There will in both cases, be talk of referendums and either revoking Article 50 or rejoining the EU. Oh yes Brejoin will replace Brexit to become the word of the age. And I don't know if it's relevant, but some of the Brejoin domains have already been taken up.
So, it will just go on and on and on. All to really get no further forward than where are today.
So surely that must be the biggest attraction of a nice clean WTO Brexit for everyone! No more Brexit or Brejoin battles between politicians, no more wall to wall Brexit or Brejoin news on every single channel.
There would be a palpable relief felt across the nation, we could even ban the word 'Brexit' and open post-exit rehab centres for those in denial.
Come on all you politicians, do us all a favour and vote for a no deal Brexit next week and you'll hear cheers across the land! You could even be hoisted shoulder high and lauded as heroes of democracy – instead of being hoiked out dumped at the next election.

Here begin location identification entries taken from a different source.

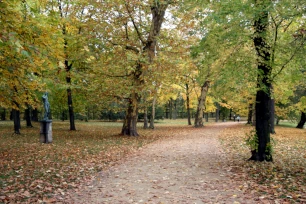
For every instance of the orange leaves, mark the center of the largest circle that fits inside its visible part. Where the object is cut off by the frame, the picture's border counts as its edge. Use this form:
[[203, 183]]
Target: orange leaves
[[284, 179], [32, 172]]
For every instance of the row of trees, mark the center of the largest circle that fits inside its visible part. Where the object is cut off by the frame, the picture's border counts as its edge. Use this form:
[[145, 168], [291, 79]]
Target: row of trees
[[242, 55]]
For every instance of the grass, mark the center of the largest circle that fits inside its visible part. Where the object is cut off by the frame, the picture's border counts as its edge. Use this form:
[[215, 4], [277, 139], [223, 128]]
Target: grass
[[32, 172]]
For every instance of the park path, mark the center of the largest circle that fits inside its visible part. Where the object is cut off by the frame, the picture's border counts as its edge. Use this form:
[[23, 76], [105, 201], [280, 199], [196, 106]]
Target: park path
[[189, 167]]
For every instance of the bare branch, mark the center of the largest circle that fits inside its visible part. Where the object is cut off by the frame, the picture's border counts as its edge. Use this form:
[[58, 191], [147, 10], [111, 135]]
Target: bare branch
[[134, 24]]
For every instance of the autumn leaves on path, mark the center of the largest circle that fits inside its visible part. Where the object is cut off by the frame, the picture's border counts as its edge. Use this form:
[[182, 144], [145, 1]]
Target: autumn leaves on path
[[189, 167]]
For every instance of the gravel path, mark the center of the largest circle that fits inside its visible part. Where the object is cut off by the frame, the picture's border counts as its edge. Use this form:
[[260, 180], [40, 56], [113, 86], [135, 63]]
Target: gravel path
[[187, 168]]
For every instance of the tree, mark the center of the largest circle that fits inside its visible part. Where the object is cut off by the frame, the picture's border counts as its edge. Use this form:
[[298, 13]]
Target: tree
[[25, 42]]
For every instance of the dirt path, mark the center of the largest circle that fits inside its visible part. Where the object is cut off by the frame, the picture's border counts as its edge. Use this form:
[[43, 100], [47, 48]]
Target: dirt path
[[187, 168]]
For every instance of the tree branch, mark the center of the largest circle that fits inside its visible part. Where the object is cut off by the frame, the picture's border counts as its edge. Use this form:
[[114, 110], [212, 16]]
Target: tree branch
[[134, 24]]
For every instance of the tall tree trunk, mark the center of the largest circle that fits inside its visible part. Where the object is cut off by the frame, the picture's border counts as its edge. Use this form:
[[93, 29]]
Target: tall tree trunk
[[250, 113], [170, 108], [302, 121], [206, 117], [217, 112], [16, 118], [174, 110], [153, 113], [69, 96], [188, 105], [263, 96], [158, 12], [198, 122], [145, 118], [3, 114], [27, 114], [130, 122], [35, 115], [272, 117]]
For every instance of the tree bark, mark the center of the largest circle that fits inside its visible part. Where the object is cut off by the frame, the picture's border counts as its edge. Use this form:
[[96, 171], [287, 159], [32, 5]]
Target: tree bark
[[198, 122], [272, 117], [145, 118], [170, 108], [28, 117], [158, 12], [16, 118], [3, 114], [35, 115], [302, 121], [69, 96], [250, 114], [188, 105], [130, 122], [263, 96], [217, 112], [153, 113]]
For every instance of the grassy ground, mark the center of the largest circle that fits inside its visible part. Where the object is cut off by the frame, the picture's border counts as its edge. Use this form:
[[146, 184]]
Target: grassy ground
[[34, 172], [31, 171]]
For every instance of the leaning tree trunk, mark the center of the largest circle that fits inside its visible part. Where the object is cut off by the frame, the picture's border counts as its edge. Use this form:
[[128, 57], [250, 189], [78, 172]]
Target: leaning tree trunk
[[217, 112], [130, 122], [35, 115], [145, 118], [16, 118], [198, 122], [188, 105], [28, 117], [3, 114], [263, 96], [250, 114], [272, 117], [69, 96], [153, 113], [149, 47], [302, 121]]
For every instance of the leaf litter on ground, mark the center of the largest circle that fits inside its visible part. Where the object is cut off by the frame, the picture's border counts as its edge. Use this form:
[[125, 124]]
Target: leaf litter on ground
[[280, 181], [44, 173]]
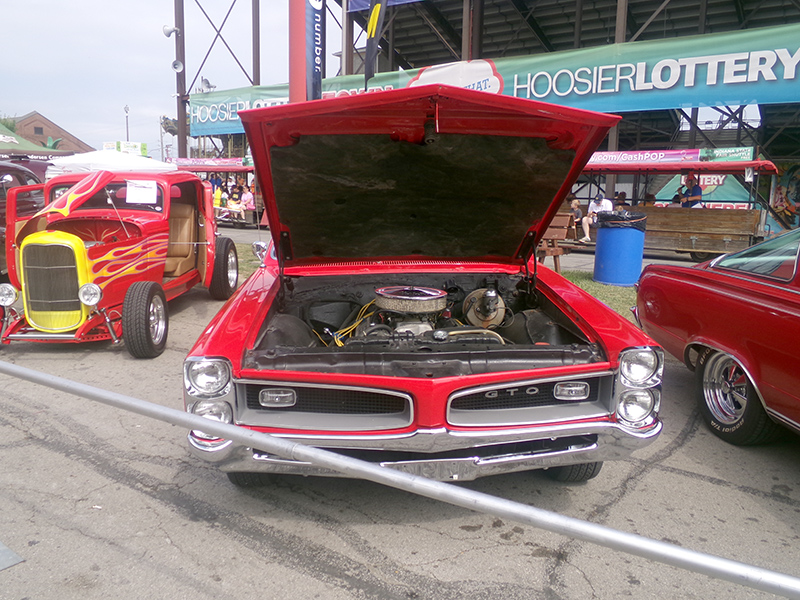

Now back to what they're really up to.
As the next so-called meaningful vote on the 12th of March approaches, we were told that if, or more likely when, her Withdrawal Agreement was voted down, to expect a no deal vote the next day and an Article 50 extension vote the day after that.
But Andrea Leadsom, the leader of the House has hinted that this might change, with pundits suggesting that both votes could take place on the Wednesday the 13th of March.
Which means that an extra day will be gained to talk to the EU about extending the Article 50 process.
That will give a PM, desperate to get her deal through, 16 days instead of 15 to get a few weeks extension and the fact this is being considered may be an indicator of how tight time is getting to do anything to stop the no deal Brexit juggernaut.
According to the French Europe Minister, Nathalie Loiseau, if the UK leaves the EU without a deal it might cause 'bitterness between nations'.
She told the Guardian that France fully remembers what it owed the UK during the two World Wars, but that goodwill could be put at risk with a no deal Brexit.
But she also told the BBC that her country had done everything it could to facilitate a smooth Brexit, but if the UK decided to go without a deal then there would be no hard feelings.
I have to say that there should be no bitterness on either side. I just want to leave the EU, not break up friendships. I hate it when the two are conflated in a sort of 'if you don't agree to stay in my club, then we have to hate each other' kind of way. And that is all I'm seeing from the Remain side at the moment I'm afraid.
Now, as you listen to all the Brexit doom and gloom and wallow in Project fear, you could be forgiven for thinking that the UK is about to be submerged forever in a post Brexit swamp.
So it will come as nice surprise to find out that, according to the Knight Frank Wealth Report, London has come out on top in its global rankings.
The report said: "The results show that London has shrugged off concerns regarding Brexit to retake the top spot from New York, with the Big Apple slipping to second place overall. Investment was the only category in which New York managed to outperform the UK capital."
But further, no European cities make it into the top ten and Cambridge is earmarked as the UK's answer to Silicon Valley.
And the Korea Times reports that four of its local banks will be maintaining their operations in London, and I quote: "…despite Brexit doomsday reports and news, which they say have been blown out of proportion". End quote.
And finally, as you will be aware, the Eurozone economy is not looking that rosy, something amply demonstrated by today's decision by the European Central bank (ECB).
The ECB has downgraded its predictions for Eurozone growth – this year – from 1.7% to 1.1%.
And as a result it has pushed any notions of interest rate rises, something that attracts currency investors, out into the future and this has hit the euro exchange rate. But this has also steadied the pound in the process.
The ECB has also announced a new set of special cheap loans to banks. These loans are incentivised to get the banks to then lend on more into the eurozone economy to try and boost growth.
These loans are due to start in September this year, which tells me that the ECB doesn't think that the problems in the Eurozone are just a short term blip.
At the time of researching for this video, sterling is trading at 1.167 euro to the pound and rising, which is up on the month and also higher than this time last year.
And I'm not sure that this is quite the message that the Eurocrats, Eurozone and wider EU27 wanted to send out to the world, let alone to the UK public, just as we approach Brexit Day. Do you?